Aux yeux du profane, le fabuleux récit de sa carrière pourrait avoir des allures de mythe. Un de ceux que les générations futures étudieraient à l’école, au même titre que Guillaume Tell. S’il ne manie pas l’arbalète mais la raquette, Roger Federer a un point commun avec le héros légendaire de la Suisse : il met souvent dans le mille. Et, cette fois, l’Helvète aux 20 titres du Grand Chelem a choisi de viser une cible en partant de très loin. Plusieurs mois en arrière, depuis Doha, il a décoché une flèche dont le résultat du tir est attendu à partir de la semaine prochaine, à Londres. “Mon but est d’arriver à Wimbledon en étant à 100 %, avait-il expliqué au Qatar, en mars, au moment de son retour à la compétition après 13 mois et demi d’absence en raison de deux arthroscopies du genou droit. À partir de là, la saison commencera réellement pour moi.”
Depuis ses deux tours dans le golfe persique, le Bâlois n’a pas joué autant de matchs qu’il l’espérait. “Pour ce qui est de la forme physique, Roger est encore un peu en retard, concédait Séverin Lüthi, l’un de ses deux entraîneurs avec Ivan Ljubičić, fin avril. Il a encore certaines carences et nous devons nous concentrer sur cela.” Pour cette raison, Federer n’a retrouvé les courts que mi-mai. Sur terre battue, à Genève. “J’ai besoin de jouer une dizaine de matchs pour savoir où j’en suis, confiait-il alors devant la presse. L’idée, en venant sur terre battue, c’est d’avoir un maximum de temps de jeu avant Wimbledon. Genève et Roland-Garros ont pour but de me remettre en selle. Je prends ces tournois comme des entraînements privilégiés.” Seul hic, le lendemain, il s’inclinait dès son entrée en lice devant Pablo Andujar.
Wimbledon, trois semaines après son forfait à Roland-Garros
Deux semaines plus tard, à Roland-Garros, il a pu aligner trois succès. En allant crescendo : 1h33 face à Denis Istomin, 2h35 contre Marin Čilić puis une lutte de 3h35 pour se défaire de Dominik Koepfer. Après ce dernier duel - le premier de sa carrière à huis clos - remporté 7/6 6/7 7/6 7/5 en terminant au bout de la nuit, à 00h43, il déclarait forfait pour les huitièmes de finale. “Il est important que j’écoute mon corps et que je n’aille pas trop vite dans le retour à la compétition”, détaillait-t-il, le lendemain, après un réveil sans doute compliqué et quelques articulations rendues grinçantes, à bientôt 40 ans, par les efforts de la veille.

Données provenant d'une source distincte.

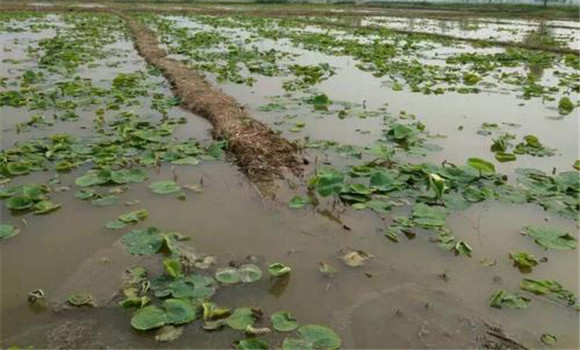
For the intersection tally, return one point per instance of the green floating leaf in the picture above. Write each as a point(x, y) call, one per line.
point(146, 241)
point(134, 216)
point(80, 299)
point(17, 168)
point(313, 337)
point(173, 311)
point(149, 317)
point(168, 333)
point(7, 231)
point(19, 203)
point(548, 339)
point(172, 267)
point(503, 298)
point(105, 201)
point(179, 311)
point(549, 288)
point(282, 321)
point(251, 344)
point(164, 187)
point(298, 202)
point(231, 275)
point(279, 269)
point(45, 207)
point(328, 181)
point(428, 216)
point(503, 157)
point(355, 258)
point(190, 287)
point(115, 225)
point(524, 260)
point(551, 238)
point(93, 177)
point(484, 167)
point(241, 318)
point(565, 105)
point(213, 312)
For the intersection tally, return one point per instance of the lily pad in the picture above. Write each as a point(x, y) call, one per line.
point(231, 275)
point(548, 339)
point(45, 207)
point(549, 288)
point(504, 298)
point(282, 321)
point(7, 231)
point(251, 344)
point(93, 177)
point(298, 202)
point(483, 166)
point(172, 267)
point(168, 333)
point(279, 269)
point(164, 187)
point(149, 317)
point(241, 318)
point(146, 241)
point(429, 216)
point(179, 311)
point(551, 238)
point(80, 299)
point(524, 259)
point(313, 337)
point(356, 258)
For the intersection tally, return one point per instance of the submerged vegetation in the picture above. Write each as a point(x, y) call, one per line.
point(89, 122)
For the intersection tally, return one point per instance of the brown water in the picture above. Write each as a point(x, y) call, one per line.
point(398, 300)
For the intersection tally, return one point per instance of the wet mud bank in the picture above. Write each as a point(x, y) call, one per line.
point(261, 153)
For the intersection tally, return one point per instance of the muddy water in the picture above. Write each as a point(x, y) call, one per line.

Rassuré quant à sa progression par rapport à son tableau de marche - “Jamais je j’aurais imaginé gagner trois matchs ici’, lâchait-il devant la presse -, il ne se sentait toutefois pas capable de pousser la machine sur plusieurs longues joutes sans l’enrayer.
Un état physique pouvant laisser l’observateur extérieur dubitatif. Si le corps de Roger Federer n’était pas en mesure d’enchaîner après une empoignade de moins de 4h, comment pourrait-il, à son âge, possiblement disputer jusqu’à sept rencontres au meilleur des cinq manches trois semaines plus tard, seulement, à Wimbledon ? La question, légitime, demeure énigme pour la quasi-totalité de l’humanité. Seuls le principal concerné, les membres de son staff et son entourage ont suffisamment d’éléments pour y répondre. Sans avoir, eux non plus, la certitude que l’ancien numéro 1 mondial peut être dans une forme optimale d’ici quelques jours sur le gazon anglais. C’est ce que laisse transparaître la conférence de presse de Roger Federer dans la foulée de sa victoire au premier tour de l’ATP 500 de Halle.
“Mes objectifs sont toujours élevés pour Wimbledon”
“J’étais concentré sur cette semaine (dernière, à Halle) et ma récupération après Paris, donc vous me prenez un peu au dépourvu en m’interrogeant sur mes attentes pour Wimbledon, répondait-il suite à son succès 7/6 7/5 contre Ilya Ivashka, huit jours après son retrait du Majeur parisien. Mes objectifs sont toujours élevés à Londres. Je veux dire ; ils doivent l’être sinon je ne jouerais pas. Tous les matchs que je pourrai disputer ici, ce sera du positif pour Wimbledon. Mon service est là. J'ai juste besoin de mettre mon jeu de jambes en place, avoir les bonnes intentions sur le court, choisir les bons coups aux bons moments, m'assurer que mon jeu agressif du fond fonctionne de façon automatique. J'espère atteindre ce stade cette semaine, sinon j'ai encore une semaine d'entraînement ensuite.” Un entraînement qu’il va devoir mettre à profit.
Battu 4/6 6/3 6/2 par Félix Auger-Aliassime au deuxième tour de l’ATP 500 allemand, il n’a pas atteint la dizaine de matchs escomptés qu’il évoquait. Depuis Genève, il en a disputé six. Quatre sur ocre et deux sur herbe. Sans obtenir de résultat de premier plan. À l’approche de Wimbledon, dont le tableau principal débute lundi, la flèche décochée à Doha ne semble pas prendre la direction du centre de la cible. Mais Roger Federer, travaillant chez lui, en Suisse, avant son arrivée à Londres ce mercredi, est peut-être encore capable de corriger le tir. S’il y parvenait, il pourrait alors ajouter un chapitre au récit presque mythologique de ses prouesses. Celui où, à l’orée de ses 40 printemps, il aurait réussi à sortir du bois de façon spectaculaire à Wimbledon, après une coupure de plus d’un an et seulement huit matchs dans les cannes depuis son retour en mars.